Strong incumbents, lack of competition blamed.

Britain has been labelled as having the lowest penetration of fibre-to-the-home technology in Europe, despite the Government's ambitions to have the best superfast broadband on the continent by 2015.

A mere 0.05 percent of British households currently direct connections to optical fibre broadband, according to industry organisation Fibre-to-the-Home Council Europe.

It attributed the low penetration rate to incumbent telco BT shelving its target of passing 2.5 million homes with fibre-optic connections by the end of this year. Instead, BT is now focusing on fibre-to-the-node (FTTN), maintaing direct copper connections to houses but building fibre-connected cabinets closer to the premises.

Australian shadow communications minister Malcolm Turnbull has relied on evidence in the United Kingdom as one basis for his push for a cheaper FTTN rollout locally.

However, fibre to the cabinet can limit broadband speeds to around 100 Mbps while the typically more expensive FTTH option provides connection speeds of up to a gigabit.

The FTTH Council's communications director Nadia Babaali said the UK wasn't alone in its go-slow attitude to fast fibre-optic broadband.

Speaking to ComputerWeekly, she said Germany and other large economies in Europe were holding back on FTTH investment too as strong incumbent operators had already made substantial investments in copper networks.
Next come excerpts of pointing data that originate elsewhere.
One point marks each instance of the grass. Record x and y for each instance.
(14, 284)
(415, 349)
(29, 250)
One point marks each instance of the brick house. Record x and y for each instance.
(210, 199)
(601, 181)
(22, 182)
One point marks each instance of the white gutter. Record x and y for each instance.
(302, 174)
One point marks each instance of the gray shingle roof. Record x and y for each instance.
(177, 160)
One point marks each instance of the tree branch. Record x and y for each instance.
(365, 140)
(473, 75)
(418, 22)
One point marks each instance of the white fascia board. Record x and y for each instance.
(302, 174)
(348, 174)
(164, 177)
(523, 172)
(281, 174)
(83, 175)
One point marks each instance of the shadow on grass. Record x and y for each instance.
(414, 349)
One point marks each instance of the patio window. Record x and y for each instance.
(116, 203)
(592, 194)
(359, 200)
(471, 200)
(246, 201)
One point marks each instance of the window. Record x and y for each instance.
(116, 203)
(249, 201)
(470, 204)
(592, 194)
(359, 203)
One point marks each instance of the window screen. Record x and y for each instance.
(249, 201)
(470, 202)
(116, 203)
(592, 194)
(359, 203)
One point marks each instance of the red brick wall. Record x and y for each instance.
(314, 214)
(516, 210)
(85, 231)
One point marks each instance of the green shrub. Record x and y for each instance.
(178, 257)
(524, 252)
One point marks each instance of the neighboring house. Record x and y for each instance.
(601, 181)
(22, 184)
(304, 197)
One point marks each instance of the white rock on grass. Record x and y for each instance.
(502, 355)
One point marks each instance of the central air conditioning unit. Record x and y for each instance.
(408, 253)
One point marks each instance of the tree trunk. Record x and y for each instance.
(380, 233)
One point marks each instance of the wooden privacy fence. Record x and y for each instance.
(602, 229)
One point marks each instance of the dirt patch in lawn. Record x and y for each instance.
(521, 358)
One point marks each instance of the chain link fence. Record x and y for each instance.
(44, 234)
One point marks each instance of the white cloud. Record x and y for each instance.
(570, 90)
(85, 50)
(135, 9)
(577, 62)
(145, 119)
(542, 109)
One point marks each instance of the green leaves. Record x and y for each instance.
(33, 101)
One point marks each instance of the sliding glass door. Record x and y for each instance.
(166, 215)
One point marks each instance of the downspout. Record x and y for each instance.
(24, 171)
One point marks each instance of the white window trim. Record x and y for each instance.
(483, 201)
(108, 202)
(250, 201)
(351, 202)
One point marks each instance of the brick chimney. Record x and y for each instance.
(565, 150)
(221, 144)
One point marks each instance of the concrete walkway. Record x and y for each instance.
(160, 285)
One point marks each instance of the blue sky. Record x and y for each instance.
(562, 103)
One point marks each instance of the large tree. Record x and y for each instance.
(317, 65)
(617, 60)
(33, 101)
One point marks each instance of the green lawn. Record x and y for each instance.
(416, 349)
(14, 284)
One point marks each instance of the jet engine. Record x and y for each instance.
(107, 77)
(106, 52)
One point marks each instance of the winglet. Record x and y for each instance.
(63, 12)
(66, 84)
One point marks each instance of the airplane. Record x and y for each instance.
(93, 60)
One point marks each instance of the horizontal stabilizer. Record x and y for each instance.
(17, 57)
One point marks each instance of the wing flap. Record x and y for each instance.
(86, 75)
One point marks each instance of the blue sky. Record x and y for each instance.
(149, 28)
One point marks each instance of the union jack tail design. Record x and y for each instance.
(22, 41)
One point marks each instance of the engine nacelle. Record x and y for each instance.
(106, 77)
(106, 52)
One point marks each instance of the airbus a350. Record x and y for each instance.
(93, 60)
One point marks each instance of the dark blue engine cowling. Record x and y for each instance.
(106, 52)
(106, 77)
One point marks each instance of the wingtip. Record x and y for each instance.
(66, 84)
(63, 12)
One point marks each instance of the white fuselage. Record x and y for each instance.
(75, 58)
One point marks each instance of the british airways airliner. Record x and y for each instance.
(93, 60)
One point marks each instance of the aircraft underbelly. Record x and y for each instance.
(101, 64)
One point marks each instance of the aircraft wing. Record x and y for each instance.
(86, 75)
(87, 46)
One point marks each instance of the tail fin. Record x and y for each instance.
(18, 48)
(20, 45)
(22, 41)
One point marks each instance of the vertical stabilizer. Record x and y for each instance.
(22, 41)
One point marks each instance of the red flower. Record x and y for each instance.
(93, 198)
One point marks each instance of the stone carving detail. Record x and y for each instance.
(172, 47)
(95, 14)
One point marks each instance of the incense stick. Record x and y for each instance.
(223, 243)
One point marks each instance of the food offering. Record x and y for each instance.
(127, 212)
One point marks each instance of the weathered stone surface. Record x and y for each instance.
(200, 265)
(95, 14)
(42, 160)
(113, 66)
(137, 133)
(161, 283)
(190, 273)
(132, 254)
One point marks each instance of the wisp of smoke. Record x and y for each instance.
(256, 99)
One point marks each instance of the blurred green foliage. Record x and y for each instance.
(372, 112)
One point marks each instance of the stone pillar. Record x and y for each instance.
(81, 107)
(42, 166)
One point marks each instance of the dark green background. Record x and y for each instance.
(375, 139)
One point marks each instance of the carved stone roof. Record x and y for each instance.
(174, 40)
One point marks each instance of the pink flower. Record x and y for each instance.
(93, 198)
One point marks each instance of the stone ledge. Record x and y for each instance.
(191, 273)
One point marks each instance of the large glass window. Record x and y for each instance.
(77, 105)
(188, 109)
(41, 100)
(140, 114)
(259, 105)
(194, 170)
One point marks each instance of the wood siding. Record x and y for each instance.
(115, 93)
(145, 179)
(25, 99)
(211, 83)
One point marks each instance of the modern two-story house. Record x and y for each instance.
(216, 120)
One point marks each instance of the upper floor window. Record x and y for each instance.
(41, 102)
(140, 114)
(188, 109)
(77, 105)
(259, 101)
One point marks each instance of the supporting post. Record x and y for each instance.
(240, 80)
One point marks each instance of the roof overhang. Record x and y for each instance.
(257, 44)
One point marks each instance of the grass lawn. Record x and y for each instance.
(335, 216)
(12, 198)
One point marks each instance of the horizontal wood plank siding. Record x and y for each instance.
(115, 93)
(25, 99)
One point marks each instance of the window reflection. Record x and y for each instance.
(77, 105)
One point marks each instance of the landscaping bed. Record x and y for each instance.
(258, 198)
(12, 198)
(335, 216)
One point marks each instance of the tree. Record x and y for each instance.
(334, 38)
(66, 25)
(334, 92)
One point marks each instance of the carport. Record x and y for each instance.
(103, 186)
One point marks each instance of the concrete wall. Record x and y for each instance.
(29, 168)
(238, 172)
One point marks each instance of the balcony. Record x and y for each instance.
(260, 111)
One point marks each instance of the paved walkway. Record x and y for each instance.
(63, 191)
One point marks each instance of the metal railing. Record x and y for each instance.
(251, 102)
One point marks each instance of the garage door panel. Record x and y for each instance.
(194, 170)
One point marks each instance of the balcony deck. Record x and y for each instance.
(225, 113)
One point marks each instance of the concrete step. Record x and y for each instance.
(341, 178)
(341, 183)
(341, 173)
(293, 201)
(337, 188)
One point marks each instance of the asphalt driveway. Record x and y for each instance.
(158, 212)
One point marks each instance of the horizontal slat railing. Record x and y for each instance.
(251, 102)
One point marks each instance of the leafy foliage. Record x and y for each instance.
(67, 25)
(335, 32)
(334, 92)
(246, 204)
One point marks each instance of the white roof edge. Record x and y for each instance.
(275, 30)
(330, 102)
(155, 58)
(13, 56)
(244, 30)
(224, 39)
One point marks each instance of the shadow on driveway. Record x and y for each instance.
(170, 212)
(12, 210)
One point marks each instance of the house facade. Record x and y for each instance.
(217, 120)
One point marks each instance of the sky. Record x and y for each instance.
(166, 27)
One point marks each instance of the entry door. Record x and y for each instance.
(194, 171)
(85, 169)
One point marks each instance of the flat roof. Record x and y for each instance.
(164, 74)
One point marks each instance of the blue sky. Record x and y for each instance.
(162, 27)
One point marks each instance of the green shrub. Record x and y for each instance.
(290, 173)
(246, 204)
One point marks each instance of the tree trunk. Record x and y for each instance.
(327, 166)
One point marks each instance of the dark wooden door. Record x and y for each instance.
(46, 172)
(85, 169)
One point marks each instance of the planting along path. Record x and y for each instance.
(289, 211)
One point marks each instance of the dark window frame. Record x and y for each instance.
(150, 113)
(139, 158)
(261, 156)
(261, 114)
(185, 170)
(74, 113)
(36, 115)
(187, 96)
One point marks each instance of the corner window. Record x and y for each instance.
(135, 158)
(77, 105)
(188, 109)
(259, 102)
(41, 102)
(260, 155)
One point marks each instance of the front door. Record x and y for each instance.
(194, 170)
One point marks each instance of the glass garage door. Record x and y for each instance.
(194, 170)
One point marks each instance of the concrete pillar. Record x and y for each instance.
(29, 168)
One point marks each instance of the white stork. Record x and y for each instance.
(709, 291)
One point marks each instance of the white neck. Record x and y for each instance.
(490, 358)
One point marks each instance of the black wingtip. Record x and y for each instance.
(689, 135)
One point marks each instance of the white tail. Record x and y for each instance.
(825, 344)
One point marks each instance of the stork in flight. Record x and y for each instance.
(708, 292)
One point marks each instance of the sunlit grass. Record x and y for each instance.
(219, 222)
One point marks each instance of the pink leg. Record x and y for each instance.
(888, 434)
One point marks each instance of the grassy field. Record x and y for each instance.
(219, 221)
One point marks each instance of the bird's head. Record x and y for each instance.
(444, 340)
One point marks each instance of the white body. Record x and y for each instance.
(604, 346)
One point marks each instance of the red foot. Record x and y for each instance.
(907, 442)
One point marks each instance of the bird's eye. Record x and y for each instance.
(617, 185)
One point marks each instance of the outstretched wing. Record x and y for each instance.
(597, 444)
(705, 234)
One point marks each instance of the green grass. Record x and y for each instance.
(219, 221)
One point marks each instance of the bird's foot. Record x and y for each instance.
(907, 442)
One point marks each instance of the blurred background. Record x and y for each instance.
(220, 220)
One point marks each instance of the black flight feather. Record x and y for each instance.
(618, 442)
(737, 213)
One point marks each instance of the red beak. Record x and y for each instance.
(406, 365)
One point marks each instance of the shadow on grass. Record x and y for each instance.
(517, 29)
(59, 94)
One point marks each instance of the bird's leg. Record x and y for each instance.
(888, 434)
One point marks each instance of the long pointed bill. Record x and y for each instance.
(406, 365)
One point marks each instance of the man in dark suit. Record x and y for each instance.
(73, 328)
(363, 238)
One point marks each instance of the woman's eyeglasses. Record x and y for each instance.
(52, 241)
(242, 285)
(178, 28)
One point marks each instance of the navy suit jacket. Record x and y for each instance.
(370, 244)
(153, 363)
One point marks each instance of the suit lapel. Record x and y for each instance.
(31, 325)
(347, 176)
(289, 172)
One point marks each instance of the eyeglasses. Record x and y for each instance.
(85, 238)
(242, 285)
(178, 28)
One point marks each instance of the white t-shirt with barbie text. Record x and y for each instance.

The incumbents would like to keep these networks for as long as possible while they make money.

“The copper infrastructure is obsolete and the operators know it," she said.

"In countries where you have a lot of competition — for example from cable operators or from alternative operators — then the incumbents have to switch technologies, but we do not see this situation too much yet in the UK, so there is no drive from the competition."

Changes in the regulatory environment as one method to encourage faster FTTH deployment, she said.

Allowing incumbents to have exclusive access to their FTTH networks for longer periods of time before being required to allow competitors on an open access basis would improve residential fibre-optic connection penetration rates.

Asia Pacific leads FTTH league

Though Europe has been generally slow to adopt FTTH — with only 8.7 percent of homes receiving broadband that way — those countries in eastern and northern Europe are expected to reach 20 percent penetration by 2016.

Continental Europe, meanwhile, are expected to see below 10 percent penetration by that same year.

Instead, the FTTH Council suggested the Asia Pacific region had the highest fibre-optic penetration with 10.5 percent penetration.

South Korea, the United Arab Emirates and Hong Kong have the most subscribers per capita.

As the FTTH Council only lists those countries with over one percent of households having fibre-optic connections, Britain doesn't even make it onto the industry organisation's list currently.